# Budget High-end 5x5 comparison



## Fukuoka Kengo James (May 21, 2019)

There are many new budget High-end 5x5 coming out.
Which one is the best? We will see from the poll result.


----------



## dudefaceguy (May 21, 2019)

I only have the Mr. M and the Yuxin Cloud, and I prefer the Mr. M.


----------



## Fukuoka Kengo James (May 22, 2019)

dudefaceguy said:


> I only have the Mr. M and the Yuxin Cloud, and I prefer the Mr. M.


do you think that the MR. m is comparable to the moyu aochuang gts m and the qiyi WuShuang m?


----------



## dudefaceguy (May 22, 2019)

Fukuoka Kengo James said:


> do you think that the MR. m is comparable to the moyu aochuang gts m and the qiyi WuShuang m?


No idea - I don't have them. Sorry I can't give you a more informed opinion. I will say that I'm fully satisfied with the Mr. M and I don't want any other 5x5s. I'm not serious about 5x5 though - I just solve slowly for fun.


----------



## Tabe (May 22, 2019)

Fukuoka Kengo James said:


> do you think that the MR. m is comparable to the moyu aochuang gts m and the qiyi WuShuang m?
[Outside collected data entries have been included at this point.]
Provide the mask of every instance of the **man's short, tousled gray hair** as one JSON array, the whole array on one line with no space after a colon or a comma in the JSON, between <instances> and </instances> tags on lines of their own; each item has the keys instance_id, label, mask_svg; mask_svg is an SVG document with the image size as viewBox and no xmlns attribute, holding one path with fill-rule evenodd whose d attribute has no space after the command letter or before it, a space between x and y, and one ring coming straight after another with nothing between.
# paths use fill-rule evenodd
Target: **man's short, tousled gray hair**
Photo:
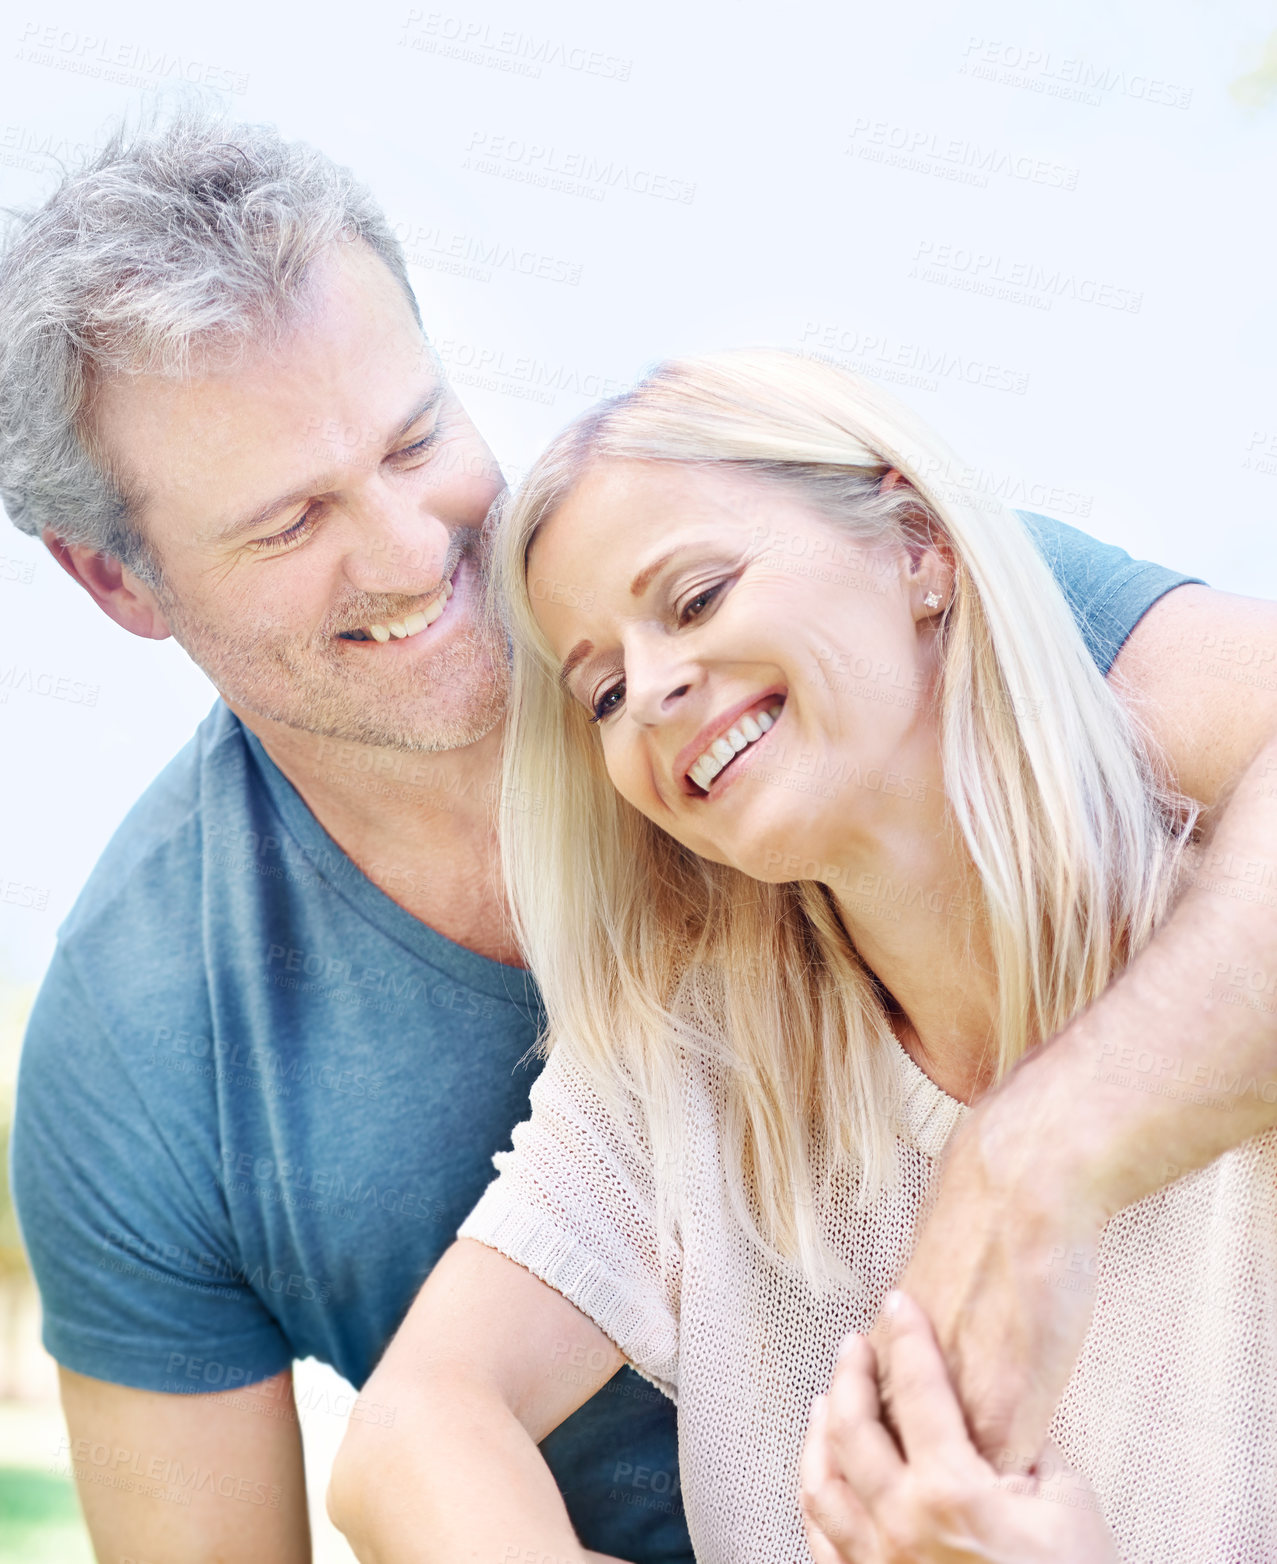
<instances>
[{"instance_id":1,"label":"man's short, tousled gray hair","mask_svg":"<svg viewBox=\"0 0 1277 1564\"><path fill-rule=\"evenodd\" d=\"M85 438L94 378L185 375L210 352L282 330L311 263L363 239L413 299L399 241L371 192L269 125L183 103L121 125L0 255L0 499L33 536L122 560L160 582L122 479Z\"/></svg>"}]
</instances>

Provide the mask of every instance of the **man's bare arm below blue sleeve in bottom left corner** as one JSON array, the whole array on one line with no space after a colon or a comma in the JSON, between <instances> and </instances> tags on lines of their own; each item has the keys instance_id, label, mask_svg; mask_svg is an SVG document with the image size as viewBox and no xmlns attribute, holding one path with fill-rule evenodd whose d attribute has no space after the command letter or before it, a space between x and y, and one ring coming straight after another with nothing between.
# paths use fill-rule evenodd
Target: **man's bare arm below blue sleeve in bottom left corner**
<instances>
[{"instance_id":1,"label":"man's bare arm below blue sleeve in bottom left corner","mask_svg":"<svg viewBox=\"0 0 1277 1564\"><path fill-rule=\"evenodd\" d=\"M291 1372L210 1395L69 1368L59 1379L66 1459L102 1564L310 1564Z\"/></svg>"}]
</instances>

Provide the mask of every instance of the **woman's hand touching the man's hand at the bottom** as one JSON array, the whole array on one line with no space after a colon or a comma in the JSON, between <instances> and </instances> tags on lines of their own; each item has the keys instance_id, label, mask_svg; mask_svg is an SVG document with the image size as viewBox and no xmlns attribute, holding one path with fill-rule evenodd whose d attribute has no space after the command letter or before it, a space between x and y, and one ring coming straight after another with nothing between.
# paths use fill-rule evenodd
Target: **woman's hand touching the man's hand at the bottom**
<instances>
[{"instance_id":1,"label":"woman's hand touching the man's hand at the bottom","mask_svg":"<svg viewBox=\"0 0 1277 1564\"><path fill-rule=\"evenodd\" d=\"M883 1422L873 1348L848 1336L803 1448L815 1564L1117 1564L1086 1478L1055 1447L1049 1475L1000 1476L970 1442L926 1315L903 1292L884 1315L900 1444Z\"/></svg>"}]
</instances>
No, no, no, a million times no.


----------



## Fukuoka Kengo James (May 22, 2019)

Tabe said:


> No, no, no, a million times no.


what about the yuxin little magic m?


----------



## Tabe (May 22, 2019)

Pretty decent cube but nowhere near the flagship cubes.


----------



## Fukuoka Kengo James (Sep 1, 2019)

YJ YuChuang v2 M vs Yuxin Little Magic M 5x5





Valk 5 M vs MoYu AoChuang GTS M vs Yuxin Little Magic M 5x5





YJ YuChuang v2 M vs Sheng Shou Mr.M 5x5 vs Yuxin Little Magic M 5x5


----------



## Fukuoka Kengo James (Sep 13, 2019)

Zain_A24 said:


> What magnets would you recommend for the Meilong 5x5? I am aware you used 4x1.5mm N35 throughout the cube and I have watched your review on the 5x5. Is there anything you would do differently to the 5x5 in the magnetisation?





Tabe said:


> I might use something a little stronger on the inner slice but it came out really good as-is.
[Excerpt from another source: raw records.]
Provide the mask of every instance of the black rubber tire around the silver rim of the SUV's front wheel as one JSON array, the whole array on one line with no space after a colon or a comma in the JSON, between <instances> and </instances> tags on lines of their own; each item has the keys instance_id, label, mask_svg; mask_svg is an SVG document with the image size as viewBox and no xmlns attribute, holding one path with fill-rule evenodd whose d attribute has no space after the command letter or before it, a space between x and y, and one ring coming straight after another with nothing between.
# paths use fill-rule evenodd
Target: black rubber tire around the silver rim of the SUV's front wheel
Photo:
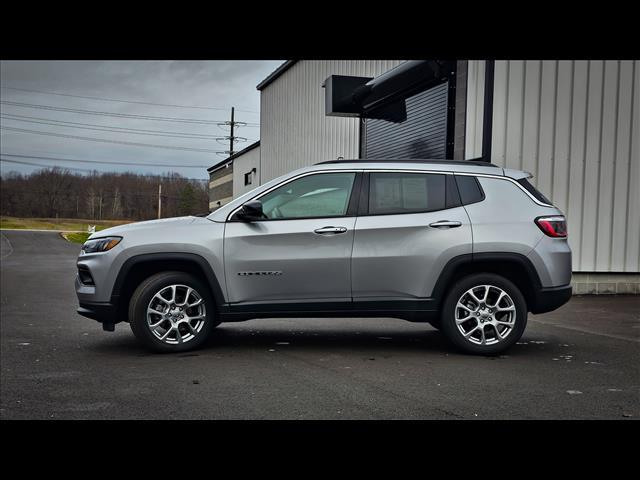
<instances>
[{"instance_id":1,"label":"black rubber tire around the silver rim of the SUV's front wheel","mask_svg":"<svg viewBox=\"0 0 640 480\"><path fill-rule=\"evenodd\" d=\"M195 290L202 298L205 309L203 313L205 315L204 322L197 334L187 331L187 335L193 335L193 337L175 344L166 343L156 337L147 323L147 307L152 298L156 293L171 285L185 285ZM186 289L183 289L183 291L186 292ZM185 313L186 310L185 308ZM197 277L184 272L160 272L150 276L138 285L129 302L129 323L133 334L145 347L159 353L184 352L198 348L207 340L211 331L220 324L216 317L215 301L209 288ZM167 325L170 326L171 323ZM184 330L187 327L178 328ZM175 341L178 341L177 332L170 334L170 336L175 336ZM182 340L182 335L180 335L180 340ZM168 341L171 341L171 338Z\"/></svg>"}]
</instances>

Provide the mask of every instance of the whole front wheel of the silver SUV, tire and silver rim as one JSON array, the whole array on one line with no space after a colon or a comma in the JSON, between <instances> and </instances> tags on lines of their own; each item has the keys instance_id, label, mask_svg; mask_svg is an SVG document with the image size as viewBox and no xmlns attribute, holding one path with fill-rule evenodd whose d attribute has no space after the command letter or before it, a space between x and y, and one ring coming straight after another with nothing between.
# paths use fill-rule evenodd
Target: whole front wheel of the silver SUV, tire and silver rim
<instances>
[{"instance_id":1,"label":"whole front wheel of the silver SUV, tire and silver rim","mask_svg":"<svg viewBox=\"0 0 640 480\"><path fill-rule=\"evenodd\" d=\"M138 285L129 302L129 323L145 347L160 353L196 349L220 324L209 288L183 272L160 272Z\"/></svg>"}]
</instances>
should meilong 5x5 m be added to the poll choices?


Zain_A24 said:


> Those who got it early on Cubezz and The Cubicle are probably still awaiting their packages. Looking forward to seeing some reviews on the product as well as how it compares to the Valk 5M
> 
> Edit:
> Just realised it's only $20 compared to the $50 Valk 5M


should yuxin Huang Long m 5x5 be added to the poll choices?


----------



## Iwannaganx (Sep 13, 2019)

Yuxin huanglong has to be. Most of these are around the same price I think but the huanglong is meant to be a flagship, right?


----------



## Fukuoka Kengo James (Sep 14, 2019)

Iwannaganx said:


> Yuxin huanglong has to be. Most of these are around the same price I think but the huanglong is meant to be a flagship, right?
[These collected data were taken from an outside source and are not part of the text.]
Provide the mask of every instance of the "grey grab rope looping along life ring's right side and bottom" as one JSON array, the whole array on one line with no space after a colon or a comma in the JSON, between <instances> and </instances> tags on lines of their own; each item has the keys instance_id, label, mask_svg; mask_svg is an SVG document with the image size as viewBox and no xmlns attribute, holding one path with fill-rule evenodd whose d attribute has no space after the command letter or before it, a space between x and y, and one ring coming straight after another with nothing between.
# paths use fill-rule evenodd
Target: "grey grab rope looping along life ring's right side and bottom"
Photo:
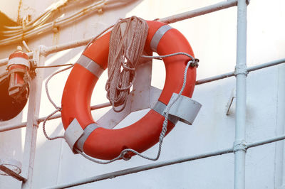
<instances>
[{"instance_id":1,"label":"grey grab rope looping along life ring's right side and bottom","mask_svg":"<svg viewBox=\"0 0 285 189\"><path fill-rule=\"evenodd\" d=\"M169 116L170 108L172 107L173 104L175 104L177 99L180 98L183 90L185 89L185 85L186 85L186 81L187 81L187 70L188 70L188 68L190 66L192 66L192 67L197 66L197 62L199 62L199 60L193 58L192 55L189 55L187 53L173 53L173 54L169 54L169 55L160 55L160 56L142 55L143 58L160 58L160 59L161 58L167 58L167 57L174 56L174 55L186 55L187 57L191 58L191 60L188 61L187 65L185 67L185 72L184 72L184 76L183 76L183 84L182 84L180 92L178 93L177 97L175 97L175 99L171 103L167 104L167 107L165 108L165 120L163 121L163 124L162 124L162 131L160 132L160 139L159 139L157 156L155 156L155 158L147 157L147 156L143 155L142 153L139 153L138 151L135 151L134 149L131 149L131 148L124 149L123 151L120 152L119 156L117 156L116 158L113 158L110 161L99 161L95 158L92 158L92 157L86 155L86 153L79 151L77 148L75 149L76 152L80 153L83 157L87 158L88 160L93 161L95 163L100 163L100 164L112 163L113 161L117 161L120 158L123 158L123 160L128 161L130 159L130 157L126 157L125 155L129 152L135 153L136 155L138 155L142 158L148 159L150 161L157 161L157 159L160 158L160 153L162 151L163 139L165 138L165 134L167 132L167 124L168 124L168 116Z\"/></svg>"}]
</instances>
Or should we compare it to other flagships like aochuang GTS M and Valk 5 M? If it is an upgrade from the ylm, it is the best at it's price point.


----------



## Iwannaganx (Sep 14, 2019)

Why can't we do both? It's a budget price flagship cube. Put it in both polls


----------



## Fukuoka Kengo James (Sep 14, 2019)

dudefaceguy said:


> I only have the Mr. M and the Yuxin Cloud, and I prefer the Mr. M.


Added.

We will have to look at reviews and see if it is competitable to the Valk 5 M.


----------